What are your own personal experiences with death?
CHVE: As far as I know I have never been close to dying myself. The closest I got were a couple of car accidents. Around the age of fourteen, one of my best friends hung himself. That lashed out pretty hard at my young heart. However, the wildest encounter I had with death came when I was twenty. I lost six close family members in one year’s time, including my father and godfather.

It changed my view on life completely. It has shaped me, and everything I have been doing since then. Up until then, I lived an illusion. The biggest life lesson I got from my father came with his passing away in my arms. He taught me never to give up and to fight hard for everything that’s dear to me.

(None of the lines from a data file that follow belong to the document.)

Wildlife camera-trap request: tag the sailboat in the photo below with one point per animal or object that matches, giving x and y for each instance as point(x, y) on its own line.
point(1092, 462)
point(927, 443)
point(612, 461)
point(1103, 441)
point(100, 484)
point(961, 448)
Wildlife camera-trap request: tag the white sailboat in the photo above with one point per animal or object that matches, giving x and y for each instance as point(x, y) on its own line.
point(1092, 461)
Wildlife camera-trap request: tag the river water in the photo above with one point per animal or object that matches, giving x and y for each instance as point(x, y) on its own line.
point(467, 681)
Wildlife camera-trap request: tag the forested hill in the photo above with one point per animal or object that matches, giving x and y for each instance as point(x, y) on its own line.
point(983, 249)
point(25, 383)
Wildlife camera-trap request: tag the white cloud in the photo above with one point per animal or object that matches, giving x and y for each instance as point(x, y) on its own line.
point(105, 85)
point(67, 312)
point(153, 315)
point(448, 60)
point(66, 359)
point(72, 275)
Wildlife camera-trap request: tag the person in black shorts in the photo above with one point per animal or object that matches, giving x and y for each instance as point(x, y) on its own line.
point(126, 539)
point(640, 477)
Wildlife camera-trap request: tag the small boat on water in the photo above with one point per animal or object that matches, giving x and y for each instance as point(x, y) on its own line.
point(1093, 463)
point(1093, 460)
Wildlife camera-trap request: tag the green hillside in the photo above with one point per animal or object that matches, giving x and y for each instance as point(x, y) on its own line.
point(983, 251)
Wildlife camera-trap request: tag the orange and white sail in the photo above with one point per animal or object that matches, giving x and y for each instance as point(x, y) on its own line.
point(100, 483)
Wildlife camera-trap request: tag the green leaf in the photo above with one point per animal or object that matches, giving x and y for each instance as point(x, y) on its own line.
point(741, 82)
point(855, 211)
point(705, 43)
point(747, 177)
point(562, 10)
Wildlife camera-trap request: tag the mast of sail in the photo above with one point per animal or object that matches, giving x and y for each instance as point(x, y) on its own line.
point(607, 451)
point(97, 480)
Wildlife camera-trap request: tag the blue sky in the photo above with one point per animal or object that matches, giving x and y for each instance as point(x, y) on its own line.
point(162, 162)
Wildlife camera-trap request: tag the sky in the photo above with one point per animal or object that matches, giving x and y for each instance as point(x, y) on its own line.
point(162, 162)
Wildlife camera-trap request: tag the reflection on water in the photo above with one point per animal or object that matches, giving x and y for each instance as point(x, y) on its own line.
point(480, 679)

What are your thoughts and beliefs on death and the afterlife?
Death should drive you as much as life. They are equally important in our existence. Death is rest. It is exile to another land. I can only hope it is not the end. And that we meet everyone we lost again in an afterlife, but we will never know for sure. Death is saying goodbye, and I hate goodbyes more than everything in this life. Abschied.

 

“The biggest life lesson I got from my father came with his passing away in my arms. He taught me never to give up and to fight hard for everything that’s dear to me.”

 

The duality of death and life, darkness and light, is a recurring theme in your work. How do your ideas about death influence and/or shape the music you make with Amenra and your solo projects?
My mind always dwells in darkness, day and night. It is my starting ground. My life is a quest to shift that Darkness into Light. I think it is necessary for us all to live with a constant awareness of a possible end. Life should be treated with respect in all its facets. Life’s pain is kept hidden by humanity, while it is one of the only constants or certainties in life. That’s why I think it is our job to show that we are all together in this. And even though grief and personal pain can be carried by ones own shoulders alone, it helps to know that you are not the only one carrying the burden. It makes it easier to bear. At a certain point in life everyone is lost, and I believe it is our job, to lead those lost back into the light.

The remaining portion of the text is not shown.